I wrote a post yesterday saying education activists were reporting more than 175,000 New York students had opted out of Common Core English Language Arts exams given last week — and many more districts were still unheard from.  New York is at the center of a growing movement among parents around the country to protest new standardized tests aligned to the Common Core (or similar state standards) that they think are unfair to students and teachers because the results are used for high-stakes decisions against the advice of assessment experts. The post also mentioned some complaints from teachers about the composition of the tests, which are aligned to the Core and were created for the state of New York by Pearson, the largest education company in the world.

Here’s a new piece, by Principal Carol Burris of South Side High School in the Rockville Centre School District in New York about educators’ concerns with questions on the Common Core tests and the meaning of the opt-out movement.

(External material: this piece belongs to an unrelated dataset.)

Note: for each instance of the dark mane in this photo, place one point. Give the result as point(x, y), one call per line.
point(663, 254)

Burris, who has been principal since 2000 and just announced her early retirement, taught at  the middle and high school levels and earned a doctorate from Teachers College, Columbia University. Her dissertation, which studied her district’s detracking reform in math, received the 2003 National Association of Secondary Schools’ Principals Middle Level Dissertation of the Year Award. She was named New York’s 2013 High School Principal of the Year by the School Administrators Association of New York and the National Association of Secondary School Principals, and was tapped as the 2010 New York State Outstanding Educator by the School Administrators Association of New York State. She has also written several books, numerous articles and many posts on this blog about New York’s botched implementation of school reform.

 

By Carol Burris

Many New York parents are in rebellion. They are determined to see Pearson’s Common Core test machine grind to a halt. The state’s Grade 3- 8 opt-outs will likely exceed 200,000 and those who allowed their children to take the test are not happy campers. Parents and teachers are refusing to be bullied into silence about this year’s tests, exposing the well-above grade level reading passages, and tasks that are bringing young children to tears.

First, the numbers.

Parent Jeanette Deutermann, who started Long Island Opt Out, keeps meticulous account of the numbers of students by district who refuse the tests. She has developed a network of parents, teachers and administrators who accurately report refusals. She is presently reporting that on Long Island alone, there were 81,931 test refusals on the English Language Arts exam. You can find updated numbers here. Newsday has translated raw numbers into percentages, estimating that over 40 percent of all Long Island 3-8 students refused to take last week’s ELA Common Core state tests. Numbers in some districts reached well over 70 percent, with at least one district exceeding 80 percent. It appears that no more thanseven of the 124 districts on the island will meet the testing threshold of 95 percent. And that is before this week’s math tests, when opt-out numbers are expected to climb, as they did last year.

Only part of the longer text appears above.